Meeting participants

@nuccitheboss, @jedel, @jamesbeedy, @arif-ali, Jaime F. de Souza

Open OnDemand - the saga continues

  • Currently spiking on getting the nginx_stage utility working within the the Open OnDemand snap package. nginx_stage is used to run interactive web applications and workloads on the supercomputer.
  • Having challenges setting up the testing environment due to issues with the ood-portal-generator utility.
    • update_ood_portal hardcodes the expected location for Dex, the OpenID Connect provider recommended by upstream. We’re currently using a custom installation location for Dex, so the appropriate configurations are not rendered by the portal generator.
    • Developing a workaround so that we can quickly configure an OpenIDC provider so that we can login into Open OnDemand a start testing various components of nginx_stage.
    • Test LDAP provider is glauth which is currently what is used by pluto to bring up HPC clusters.

nfs-client-operator work

  • autofs is now used in the backend by nfs-client-operator to provide persistence of mounts between machine reboots.
    • Originally the mount command was used directly, but this presented several challenges when needing to reboot machines when applying updates.
  • nfs-client-operator now supports using IPv6 addresses for mounts.

Observing observability

  • Evaluating the work that needs to be done to enable the Canonical Observability Stack (COS) within Charmed HPC. Doing a deep dive on how each of the services in COS can or currently interface with Slurm across the ecosystem.
    • Evaluating current Prometheus exporters for Slurm before deciding which one to bake into the Slurm operators.

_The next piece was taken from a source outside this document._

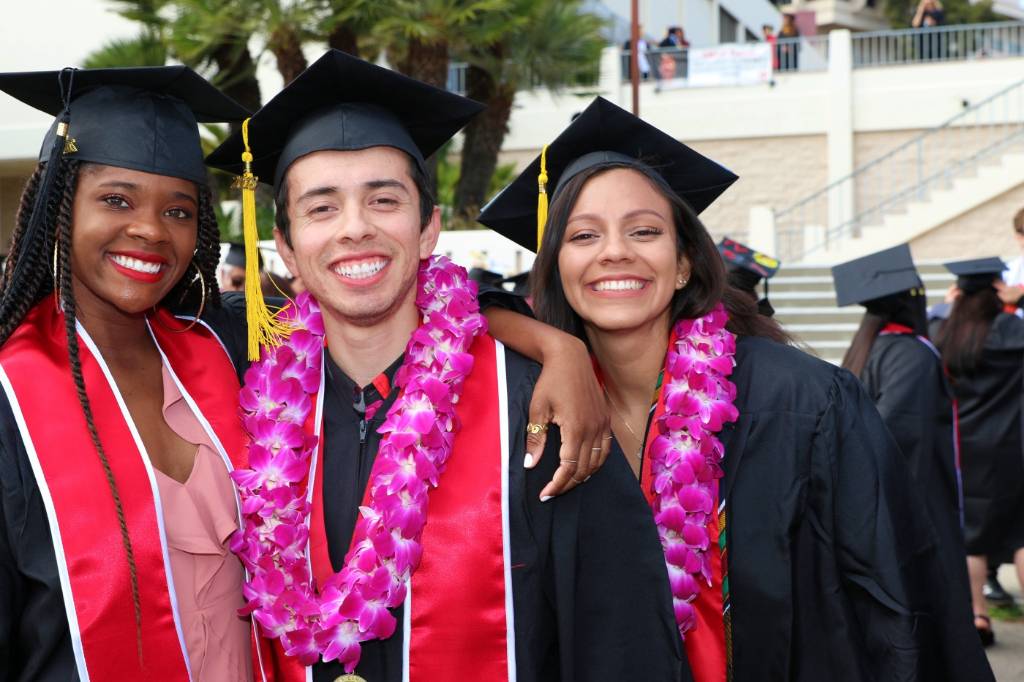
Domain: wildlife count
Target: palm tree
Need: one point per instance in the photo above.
(419, 36)
(544, 43)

Deprecating legacy interfaces in slurmctld-operator

  • Removing legacy interfaces from the slurmctld-operator that are no longer in use by Slurm charm admins. Legacy interfaces selected for removal include the following:
    • interface_grafana_support
    • interface_influxdb
    • interface_elasticsearch

Slurm cluster federation and cloud nodes

  • Discussion on how to support ephemeral cloud nodes on AWS within Charmed HPC.
    • Have a path forward, now working on finding the capacity with our current roadmap to potentially add time for adding support for this feature.